Sorry, but there's seriously flawed logic in that statement.
You have NO way to know how long fuel sat in a large storage tank at a fuel farm before it was pumped into the tanker truck which delivered that fuel to the place where you then pumped the fuel into your boat's tank.
You also do not know whether the fuel in question was pumped into the tanker truck from the bottom of that large storage tank, where more water tends to collect. I used to fuel aircraft professionally, and I am speaking from experience, having drained the sumps of fuel trucks more times than I could count.
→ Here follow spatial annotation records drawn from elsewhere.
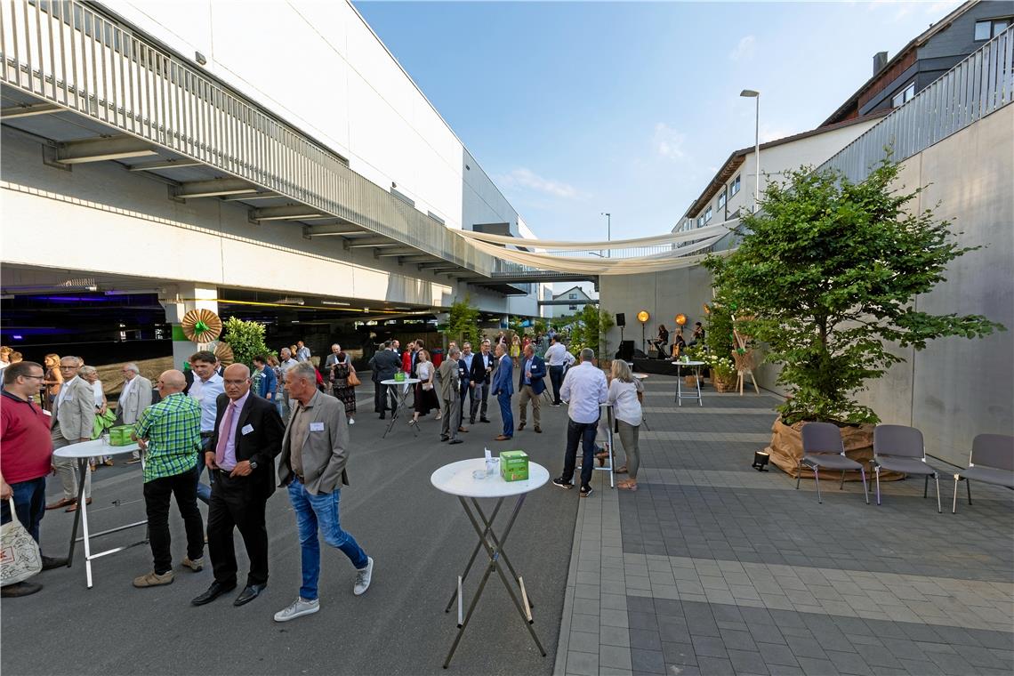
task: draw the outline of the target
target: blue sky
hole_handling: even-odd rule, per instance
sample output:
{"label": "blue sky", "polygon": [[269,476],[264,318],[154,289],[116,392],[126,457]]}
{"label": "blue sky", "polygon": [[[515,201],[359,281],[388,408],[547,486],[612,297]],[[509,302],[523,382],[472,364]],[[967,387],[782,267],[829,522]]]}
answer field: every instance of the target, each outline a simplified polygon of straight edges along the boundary
{"label": "blue sky", "polygon": [[667,232],[733,150],[819,125],[959,3],[356,2],[534,232]]}

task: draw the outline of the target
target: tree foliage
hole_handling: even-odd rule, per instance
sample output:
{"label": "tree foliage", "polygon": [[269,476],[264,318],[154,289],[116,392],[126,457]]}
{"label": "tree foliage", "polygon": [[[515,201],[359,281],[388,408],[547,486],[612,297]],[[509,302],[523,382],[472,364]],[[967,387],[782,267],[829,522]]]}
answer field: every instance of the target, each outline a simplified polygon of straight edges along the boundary
{"label": "tree foliage", "polygon": [[264,324],[259,321],[229,317],[223,324],[222,341],[232,348],[236,364],[245,364],[250,369],[254,368],[254,358],[258,355],[274,354],[265,343]]}
{"label": "tree foliage", "polygon": [[458,345],[470,343],[473,346],[478,346],[482,343],[483,331],[479,328],[479,308],[472,304],[469,296],[451,304],[444,334],[448,341],[457,341]]}
{"label": "tree foliage", "polygon": [[889,344],[922,350],[933,339],[1004,329],[981,315],[917,309],[916,297],[945,281],[947,264],[977,247],[958,245],[932,210],[907,211],[922,189],[894,191],[897,173],[886,160],[858,183],[835,171],[793,171],[743,218],[738,250],[705,261],[718,304],[782,365],[787,424],[875,423],[853,397],[904,361]]}

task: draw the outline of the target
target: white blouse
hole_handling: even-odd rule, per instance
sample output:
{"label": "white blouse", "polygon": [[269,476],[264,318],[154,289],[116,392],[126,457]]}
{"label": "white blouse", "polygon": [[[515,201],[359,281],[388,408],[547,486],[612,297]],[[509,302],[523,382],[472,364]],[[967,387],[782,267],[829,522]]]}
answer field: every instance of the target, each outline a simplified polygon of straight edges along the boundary
{"label": "white blouse", "polygon": [[641,425],[643,415],[641,402],[637,400],[639,391],[644,391],[640,380],[625,383],[618,378],[612,379],[612,382],[609,383],[609,394],[606,402],[612,404],[612,415],[615,416],[617,420],[635,427]]}

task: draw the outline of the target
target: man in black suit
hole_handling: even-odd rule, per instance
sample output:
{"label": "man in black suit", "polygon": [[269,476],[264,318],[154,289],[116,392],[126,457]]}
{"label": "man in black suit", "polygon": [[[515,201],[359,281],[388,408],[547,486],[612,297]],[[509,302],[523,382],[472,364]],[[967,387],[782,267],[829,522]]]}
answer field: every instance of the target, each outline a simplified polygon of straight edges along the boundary
{"label": "man in black suit", "polygon": [[370,358],[370,372],[373,378],[373,410],[380,414],[380,420],[384,419],[384,411],[389,407],[391,415],[397,408],[397,401],[394,396],[390,396],[390,406],[387,405],[390,388],[381,385],[381,380],[390,380],[394,374],[402,369],[402,360],[391,348],[390,341],[384,341],[383,349],[377,351]]}
{"label": "man in black suit", "polygon": [[[472,382],[476,383],[476,389],[482,388],[482,396],[477,397],[473,395],[472,399],[472,410],[468,415],[468,422],[475,425],[476,414],[479,414],[479,420],[483,423],[489,423],[490,419],[486,417],[486,410],[490,398],[490,374],[493,373],[493,369],[496,367],[496,360],[493,354],[490,352],[490,342],[483,341],[482,349],[476,358],[472,360]],[[478,394],[478,392],[477,392]],[[482,408],[480,409],[480,401],[482,401]]]}
{"label": "man in black suit", "polygon": [[215,581],[191,603],[214,601],[236,588],[233,528],[239,529],[250,571],[233,601],[241,606],[268,586],[268,529],[265,507],[275,492],[275,457],[285,426],[274,401],[250,393],[250,372],[242,364],[225,369],[225,393],[218,396],[215,432],[204,461],[215,474],[208,503],[208,552]]}

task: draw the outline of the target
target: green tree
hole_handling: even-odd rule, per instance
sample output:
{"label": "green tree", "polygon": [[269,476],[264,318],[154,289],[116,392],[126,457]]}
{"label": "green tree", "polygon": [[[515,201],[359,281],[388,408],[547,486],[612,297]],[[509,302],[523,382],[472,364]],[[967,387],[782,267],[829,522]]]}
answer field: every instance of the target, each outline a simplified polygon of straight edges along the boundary
{"label": "green tree", "polygon": [[457,341],[458,345],[470,343],[478,346],[483,339],[479,328],[479,308],[472,304],[472,297],[456,300],[450,306],[447,326],[444,334],[448,341]]}
{"label": "green tree", "polygon": [[255,357],[275,354],[265,344],[265,329],[261,322],[229,317],[222,326],[222,342],[232,348],[236,364],[245,364],[252,369]]}
{"label": "green tree", "polygon": [[743,218],[738,250],[705,261],[737,329],[767,343],[768,361],[782,365],[787,425],[877,422],[853,397],[904,361],[887,344],[922,350],[937,337],[1004,329],[980,315],[914,307],[945,280],[949,261],[977,247],[959,246],[932,210],[907,212],[922,189],[894,191],[897,173],[890,161],[858,183],[836,171],[793,171]]}

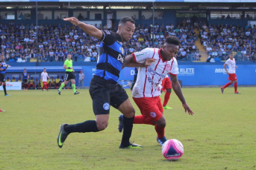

In the case of aviation fuel ethanol was not a factor, but simple condensation from humid air cooling to the condensation point served to cause significant contamination of fuel, such that draining sumps was done every day, and draining of any given sump was continued until the sample of fuel was free of water.
Honda approved the product in question for E10. That, coming from the people who built the product, holds a bit more weight with me than people trying to come up with ideas about what will damage the engine (not having an intimate familiarity with their particular product). This is a pretty modern product, not an antique.
See this link for the manufacturer's recommendation (page 99): https://cdn.powerequipment.honda.com/marine/pdf/manuals/31ZY0600.pdf
The fuel in storage tanks at the "fuel farm" shouldn't yet be oxygenated (have ethanol in it), and it isn't like fuel farms/depots are keeping years of inventory around. And busy stations sell loads of gas (for example, our local Kwik Trip sells a tanker of 87 E10 every day and receives a fresh one every night).
For me, I use E0 91 in our Evinrude outboard, but that goes long periods without being run (and is also a fifty year old engine). If it got run more, I'd run E10 in it and not lose any sleep over it.
As an aside, I really don't like using ethanol. If E10 wasn't subsidized such that it was cheaper than E0, I wouldn't ever use it, but the current pricing structure disincentivizes avoiding it (again, because of the subsidies it receives). I don't think that ethanol is a good product or anything, it's just quite expensive to avoid it (and not always necessary).